String #1: G, A, B, C
String #2: D, E, F♯, G
String #3: A#/B♭, C, D, E
String #4: F, G, A, B
String #5: C, D, E, F
String #6: G, A, B, C#

Notice that the E strings (string #1 and #6) have the same notes on the dots, and everywhere else for that matter. Once you learn the note names on one of the E strings, you’ve learned them on the other. After you can remember the notes on the dots, it’s just a matter of filling in the blanks for the other notes. As long as you know the chromatic scale, finding notes that aren’t on the dots should be a snap.

Next we’ll learn some fretboard patterns to help you navigate through the maze of notes. You may look at the fretboard and think that it is just a jumbled mess of notes. In fact, there is an order to where the notes fall on each string. To help you navigate around the fretboard, here are some rules:

One up, five bridge; enharmonic notes. Each pair of strings shares enharmonic notes. That’s right, you can play the same exact note in different places on the guitar. To find these enharmonic notes, start on the A, D, G, or high E strings. Move up one string higher (towards the ceiling). On that string, move five frets towards the bridge. One up, five bridge. For example, let’s say we start with open G on the third string. To find the enharmonic G, we just move to the fourth string, five frets toward the bridge. We land on the fifth fret of the D string. Check the fretboard diagram to be sure. There is one exception to this rule. If the note you want to start from is on the B string, you should only move four frets towards the bridge on the next higher string. Say we start with D on the third fret of the B string. To find the enharmonic D, we move one string higher to the G string and four frets towards the bridge. Bingo! We land on D!
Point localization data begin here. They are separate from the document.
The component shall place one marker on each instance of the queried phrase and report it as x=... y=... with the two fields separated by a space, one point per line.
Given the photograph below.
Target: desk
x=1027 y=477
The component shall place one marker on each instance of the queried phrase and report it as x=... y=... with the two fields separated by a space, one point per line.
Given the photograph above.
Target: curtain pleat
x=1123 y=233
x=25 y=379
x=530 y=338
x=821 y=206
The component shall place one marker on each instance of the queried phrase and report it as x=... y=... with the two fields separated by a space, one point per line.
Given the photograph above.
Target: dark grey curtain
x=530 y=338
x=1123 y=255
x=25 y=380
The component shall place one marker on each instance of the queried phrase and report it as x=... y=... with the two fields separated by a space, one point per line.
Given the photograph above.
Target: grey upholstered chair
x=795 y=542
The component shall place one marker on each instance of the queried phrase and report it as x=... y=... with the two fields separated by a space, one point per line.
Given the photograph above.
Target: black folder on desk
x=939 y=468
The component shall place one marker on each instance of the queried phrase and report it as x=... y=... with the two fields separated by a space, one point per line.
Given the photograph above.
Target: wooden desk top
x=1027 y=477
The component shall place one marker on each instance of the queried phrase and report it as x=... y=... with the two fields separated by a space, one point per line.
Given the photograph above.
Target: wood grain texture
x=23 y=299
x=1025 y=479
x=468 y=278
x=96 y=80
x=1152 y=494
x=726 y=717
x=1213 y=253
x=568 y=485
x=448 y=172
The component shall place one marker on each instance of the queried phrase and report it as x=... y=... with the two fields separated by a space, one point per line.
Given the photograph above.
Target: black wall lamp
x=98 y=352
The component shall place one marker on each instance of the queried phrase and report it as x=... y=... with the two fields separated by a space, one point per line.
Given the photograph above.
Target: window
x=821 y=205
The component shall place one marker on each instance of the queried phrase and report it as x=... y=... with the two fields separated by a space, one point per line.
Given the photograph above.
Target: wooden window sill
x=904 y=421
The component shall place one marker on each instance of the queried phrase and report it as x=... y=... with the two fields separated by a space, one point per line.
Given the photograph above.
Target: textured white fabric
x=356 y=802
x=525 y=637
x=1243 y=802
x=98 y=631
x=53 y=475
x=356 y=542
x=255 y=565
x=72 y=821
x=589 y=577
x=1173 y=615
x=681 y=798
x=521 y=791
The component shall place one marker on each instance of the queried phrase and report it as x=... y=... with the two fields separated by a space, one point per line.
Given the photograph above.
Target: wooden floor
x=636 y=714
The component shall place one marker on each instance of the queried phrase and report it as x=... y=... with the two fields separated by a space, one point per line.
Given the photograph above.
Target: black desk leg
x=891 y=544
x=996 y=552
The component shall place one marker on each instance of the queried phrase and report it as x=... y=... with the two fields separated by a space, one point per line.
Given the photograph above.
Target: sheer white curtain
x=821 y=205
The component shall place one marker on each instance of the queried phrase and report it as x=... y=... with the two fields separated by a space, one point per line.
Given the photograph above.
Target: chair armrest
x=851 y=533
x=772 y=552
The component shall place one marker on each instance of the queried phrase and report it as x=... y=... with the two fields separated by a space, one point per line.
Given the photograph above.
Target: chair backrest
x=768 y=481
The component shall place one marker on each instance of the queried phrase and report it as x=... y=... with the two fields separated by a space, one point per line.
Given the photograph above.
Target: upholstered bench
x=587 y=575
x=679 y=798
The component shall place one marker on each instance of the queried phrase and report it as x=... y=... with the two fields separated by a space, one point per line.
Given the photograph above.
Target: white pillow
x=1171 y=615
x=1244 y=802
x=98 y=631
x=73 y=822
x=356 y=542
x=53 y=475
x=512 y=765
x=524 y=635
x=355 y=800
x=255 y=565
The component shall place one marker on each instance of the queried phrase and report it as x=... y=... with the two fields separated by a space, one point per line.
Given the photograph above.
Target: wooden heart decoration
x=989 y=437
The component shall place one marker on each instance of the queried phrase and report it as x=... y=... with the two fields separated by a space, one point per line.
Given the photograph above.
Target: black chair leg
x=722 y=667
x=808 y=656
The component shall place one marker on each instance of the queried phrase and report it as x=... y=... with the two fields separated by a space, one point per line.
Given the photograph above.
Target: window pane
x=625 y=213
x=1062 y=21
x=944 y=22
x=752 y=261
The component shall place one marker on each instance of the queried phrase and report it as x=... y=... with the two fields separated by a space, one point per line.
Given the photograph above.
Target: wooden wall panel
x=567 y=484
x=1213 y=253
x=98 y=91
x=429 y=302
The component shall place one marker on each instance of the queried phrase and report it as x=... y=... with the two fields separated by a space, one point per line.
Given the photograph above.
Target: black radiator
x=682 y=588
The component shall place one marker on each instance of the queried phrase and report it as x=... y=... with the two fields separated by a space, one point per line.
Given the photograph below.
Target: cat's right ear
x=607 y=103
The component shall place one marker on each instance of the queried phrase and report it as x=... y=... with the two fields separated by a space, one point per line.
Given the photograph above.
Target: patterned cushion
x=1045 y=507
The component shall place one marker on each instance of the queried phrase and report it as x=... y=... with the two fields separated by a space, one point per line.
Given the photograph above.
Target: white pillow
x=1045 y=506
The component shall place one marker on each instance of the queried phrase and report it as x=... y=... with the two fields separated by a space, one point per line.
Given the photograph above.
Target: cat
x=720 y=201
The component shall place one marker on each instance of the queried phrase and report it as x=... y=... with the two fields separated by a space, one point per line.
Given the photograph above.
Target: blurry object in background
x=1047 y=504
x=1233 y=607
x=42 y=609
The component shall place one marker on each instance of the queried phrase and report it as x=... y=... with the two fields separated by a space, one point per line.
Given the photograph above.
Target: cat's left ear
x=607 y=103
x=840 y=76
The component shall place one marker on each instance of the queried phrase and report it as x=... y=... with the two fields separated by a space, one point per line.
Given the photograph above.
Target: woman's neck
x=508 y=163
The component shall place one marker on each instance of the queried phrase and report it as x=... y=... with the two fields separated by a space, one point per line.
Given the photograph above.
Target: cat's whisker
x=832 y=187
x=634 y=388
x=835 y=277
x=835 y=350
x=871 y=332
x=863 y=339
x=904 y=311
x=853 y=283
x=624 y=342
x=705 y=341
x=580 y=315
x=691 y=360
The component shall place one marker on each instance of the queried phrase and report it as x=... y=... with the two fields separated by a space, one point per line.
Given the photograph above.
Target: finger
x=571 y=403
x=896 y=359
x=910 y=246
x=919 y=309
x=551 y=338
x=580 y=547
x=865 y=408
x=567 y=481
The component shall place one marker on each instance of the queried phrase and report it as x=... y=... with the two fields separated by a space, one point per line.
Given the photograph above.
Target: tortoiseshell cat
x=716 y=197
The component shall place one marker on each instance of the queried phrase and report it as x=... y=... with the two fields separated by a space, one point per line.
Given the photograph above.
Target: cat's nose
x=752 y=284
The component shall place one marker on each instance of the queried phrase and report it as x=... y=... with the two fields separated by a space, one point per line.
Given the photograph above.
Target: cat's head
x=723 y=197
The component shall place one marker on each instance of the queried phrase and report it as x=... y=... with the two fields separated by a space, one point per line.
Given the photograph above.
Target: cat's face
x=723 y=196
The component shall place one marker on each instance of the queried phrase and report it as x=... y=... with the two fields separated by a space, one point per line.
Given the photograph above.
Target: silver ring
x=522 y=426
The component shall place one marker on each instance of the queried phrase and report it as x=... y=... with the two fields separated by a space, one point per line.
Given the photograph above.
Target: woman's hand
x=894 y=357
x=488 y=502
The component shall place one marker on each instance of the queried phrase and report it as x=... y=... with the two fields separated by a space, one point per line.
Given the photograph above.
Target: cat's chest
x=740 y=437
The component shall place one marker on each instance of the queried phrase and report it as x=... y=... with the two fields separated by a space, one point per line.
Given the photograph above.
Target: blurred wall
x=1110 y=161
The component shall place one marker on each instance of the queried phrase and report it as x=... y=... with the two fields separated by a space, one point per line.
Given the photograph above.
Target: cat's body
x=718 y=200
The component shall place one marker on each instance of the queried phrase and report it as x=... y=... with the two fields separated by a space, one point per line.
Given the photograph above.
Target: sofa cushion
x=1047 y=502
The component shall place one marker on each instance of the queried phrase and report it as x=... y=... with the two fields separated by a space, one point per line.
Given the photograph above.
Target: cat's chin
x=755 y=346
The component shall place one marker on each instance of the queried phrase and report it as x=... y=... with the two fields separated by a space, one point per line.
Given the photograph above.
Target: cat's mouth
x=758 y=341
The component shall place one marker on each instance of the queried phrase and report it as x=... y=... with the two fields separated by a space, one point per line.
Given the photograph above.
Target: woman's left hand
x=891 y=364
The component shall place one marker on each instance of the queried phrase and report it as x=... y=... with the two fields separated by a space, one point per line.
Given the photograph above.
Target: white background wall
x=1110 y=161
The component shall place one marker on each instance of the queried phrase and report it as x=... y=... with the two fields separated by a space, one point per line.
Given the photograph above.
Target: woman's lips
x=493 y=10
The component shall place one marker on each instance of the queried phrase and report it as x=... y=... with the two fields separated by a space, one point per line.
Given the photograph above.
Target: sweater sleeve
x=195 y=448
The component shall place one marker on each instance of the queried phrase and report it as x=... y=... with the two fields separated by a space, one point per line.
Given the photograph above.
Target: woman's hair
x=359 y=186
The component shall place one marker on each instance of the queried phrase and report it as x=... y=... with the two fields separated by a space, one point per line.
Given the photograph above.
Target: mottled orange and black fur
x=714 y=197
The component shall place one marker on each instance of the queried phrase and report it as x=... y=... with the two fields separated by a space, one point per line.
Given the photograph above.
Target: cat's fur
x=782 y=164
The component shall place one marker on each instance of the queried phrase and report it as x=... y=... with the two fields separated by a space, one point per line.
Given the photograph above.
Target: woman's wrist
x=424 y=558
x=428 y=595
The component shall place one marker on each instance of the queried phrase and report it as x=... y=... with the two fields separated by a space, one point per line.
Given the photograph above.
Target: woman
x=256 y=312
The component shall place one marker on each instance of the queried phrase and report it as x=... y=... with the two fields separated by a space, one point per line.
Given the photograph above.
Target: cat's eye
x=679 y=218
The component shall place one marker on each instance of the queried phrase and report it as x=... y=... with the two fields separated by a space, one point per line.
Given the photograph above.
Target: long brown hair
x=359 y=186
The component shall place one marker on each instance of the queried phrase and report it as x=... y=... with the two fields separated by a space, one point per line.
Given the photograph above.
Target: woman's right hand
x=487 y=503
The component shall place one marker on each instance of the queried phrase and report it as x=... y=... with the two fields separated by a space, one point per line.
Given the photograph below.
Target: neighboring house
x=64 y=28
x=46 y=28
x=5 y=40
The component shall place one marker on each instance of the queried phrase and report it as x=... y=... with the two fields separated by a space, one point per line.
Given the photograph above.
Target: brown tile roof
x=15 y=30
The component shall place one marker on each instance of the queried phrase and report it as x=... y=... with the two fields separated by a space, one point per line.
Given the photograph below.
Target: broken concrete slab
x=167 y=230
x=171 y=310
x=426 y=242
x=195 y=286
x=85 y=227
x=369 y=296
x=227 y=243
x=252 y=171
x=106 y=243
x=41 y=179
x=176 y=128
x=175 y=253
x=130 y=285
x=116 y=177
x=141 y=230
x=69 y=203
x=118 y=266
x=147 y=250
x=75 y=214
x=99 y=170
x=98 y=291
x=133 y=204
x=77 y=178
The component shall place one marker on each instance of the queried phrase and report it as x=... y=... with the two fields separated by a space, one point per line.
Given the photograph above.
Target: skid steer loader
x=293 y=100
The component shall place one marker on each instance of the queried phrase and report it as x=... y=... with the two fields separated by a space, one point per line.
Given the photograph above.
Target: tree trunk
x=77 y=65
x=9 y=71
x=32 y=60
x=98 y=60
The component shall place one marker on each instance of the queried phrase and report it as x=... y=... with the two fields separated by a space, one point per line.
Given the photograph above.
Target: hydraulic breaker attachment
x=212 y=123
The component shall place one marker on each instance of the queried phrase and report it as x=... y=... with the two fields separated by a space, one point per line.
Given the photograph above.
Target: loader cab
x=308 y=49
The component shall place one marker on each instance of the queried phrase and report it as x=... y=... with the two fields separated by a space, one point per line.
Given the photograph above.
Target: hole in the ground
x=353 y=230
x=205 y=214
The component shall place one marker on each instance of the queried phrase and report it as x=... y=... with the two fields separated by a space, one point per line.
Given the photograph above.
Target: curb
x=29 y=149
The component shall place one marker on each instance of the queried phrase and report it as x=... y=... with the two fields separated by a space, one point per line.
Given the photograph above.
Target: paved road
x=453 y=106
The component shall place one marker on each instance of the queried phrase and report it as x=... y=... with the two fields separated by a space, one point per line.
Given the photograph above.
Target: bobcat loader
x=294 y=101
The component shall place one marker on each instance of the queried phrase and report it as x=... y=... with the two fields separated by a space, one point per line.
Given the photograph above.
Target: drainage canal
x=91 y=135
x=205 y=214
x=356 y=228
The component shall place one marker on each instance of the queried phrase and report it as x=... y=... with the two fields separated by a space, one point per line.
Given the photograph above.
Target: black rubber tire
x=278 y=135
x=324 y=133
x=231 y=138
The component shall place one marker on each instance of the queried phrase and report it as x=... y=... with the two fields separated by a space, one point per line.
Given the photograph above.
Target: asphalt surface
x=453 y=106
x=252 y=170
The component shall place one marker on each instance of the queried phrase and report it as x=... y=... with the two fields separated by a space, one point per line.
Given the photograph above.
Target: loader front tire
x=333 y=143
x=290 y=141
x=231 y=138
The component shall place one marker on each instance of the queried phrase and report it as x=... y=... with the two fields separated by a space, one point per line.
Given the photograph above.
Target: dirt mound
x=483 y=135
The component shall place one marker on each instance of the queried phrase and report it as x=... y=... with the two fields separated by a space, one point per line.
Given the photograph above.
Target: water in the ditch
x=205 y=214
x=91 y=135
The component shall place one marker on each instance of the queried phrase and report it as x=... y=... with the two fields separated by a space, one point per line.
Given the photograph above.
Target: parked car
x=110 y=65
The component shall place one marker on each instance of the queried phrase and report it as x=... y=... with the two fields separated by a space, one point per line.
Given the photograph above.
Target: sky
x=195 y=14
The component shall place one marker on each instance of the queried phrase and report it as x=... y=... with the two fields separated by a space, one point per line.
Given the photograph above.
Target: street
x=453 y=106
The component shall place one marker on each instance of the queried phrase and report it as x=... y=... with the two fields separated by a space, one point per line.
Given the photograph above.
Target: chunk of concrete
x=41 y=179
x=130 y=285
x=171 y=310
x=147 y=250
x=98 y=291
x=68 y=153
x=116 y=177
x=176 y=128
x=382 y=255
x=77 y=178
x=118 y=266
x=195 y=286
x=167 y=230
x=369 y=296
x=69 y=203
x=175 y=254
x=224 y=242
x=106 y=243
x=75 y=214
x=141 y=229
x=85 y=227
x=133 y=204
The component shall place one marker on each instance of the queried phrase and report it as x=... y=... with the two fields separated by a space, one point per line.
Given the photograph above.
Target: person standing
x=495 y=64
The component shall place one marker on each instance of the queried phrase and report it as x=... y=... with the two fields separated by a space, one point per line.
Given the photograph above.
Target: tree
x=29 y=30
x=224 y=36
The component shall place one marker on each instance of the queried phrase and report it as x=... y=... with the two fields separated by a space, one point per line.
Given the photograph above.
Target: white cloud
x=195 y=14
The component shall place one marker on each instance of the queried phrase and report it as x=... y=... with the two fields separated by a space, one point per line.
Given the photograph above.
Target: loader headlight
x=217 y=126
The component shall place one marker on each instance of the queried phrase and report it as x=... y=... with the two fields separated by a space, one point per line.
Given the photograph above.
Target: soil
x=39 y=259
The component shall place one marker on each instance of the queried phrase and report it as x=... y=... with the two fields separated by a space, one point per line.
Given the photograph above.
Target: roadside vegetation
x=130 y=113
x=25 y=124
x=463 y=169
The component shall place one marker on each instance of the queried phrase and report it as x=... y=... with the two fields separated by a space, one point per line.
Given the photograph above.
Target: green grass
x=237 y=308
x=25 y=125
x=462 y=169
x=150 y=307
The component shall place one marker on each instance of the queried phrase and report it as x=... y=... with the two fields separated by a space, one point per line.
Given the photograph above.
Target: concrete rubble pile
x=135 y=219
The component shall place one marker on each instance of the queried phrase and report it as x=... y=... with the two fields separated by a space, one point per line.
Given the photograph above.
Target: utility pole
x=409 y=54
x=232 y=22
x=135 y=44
Two down, two bridge; the next octave. If we want to find the next octave higher in pitch from the note we’re on now, we move two  strings lower toward the floor and two frets toward the bridge. Check out the fret diagram for yourself. There is an exception here too and it involves the B string. If you skip over or land on the B string, you must go 3 frets towards the bridge. The diagram lays it out for you.

Another octave: same string, 12 frets away. Ever wonder why most guitars have two dot inlays at the 12th fret? That’s because the 12th fret is exactly one octave above the open string pitch. That means that all octaves appear on the same string 12 frets away. Take a look at the diagram. Find any note and move twelve frets toward the bridge on the same string you will land on the same note but one octave higher.

Combine these rules with the dot-name memorization and you’ll be able to find notes quickly and easily. Eventually, you’ll be able to simply look at the fretboard and find any note you want instantaneously. But remember to be patient with yourself. You’ll be free of the guitar gauntlet sooner than you think.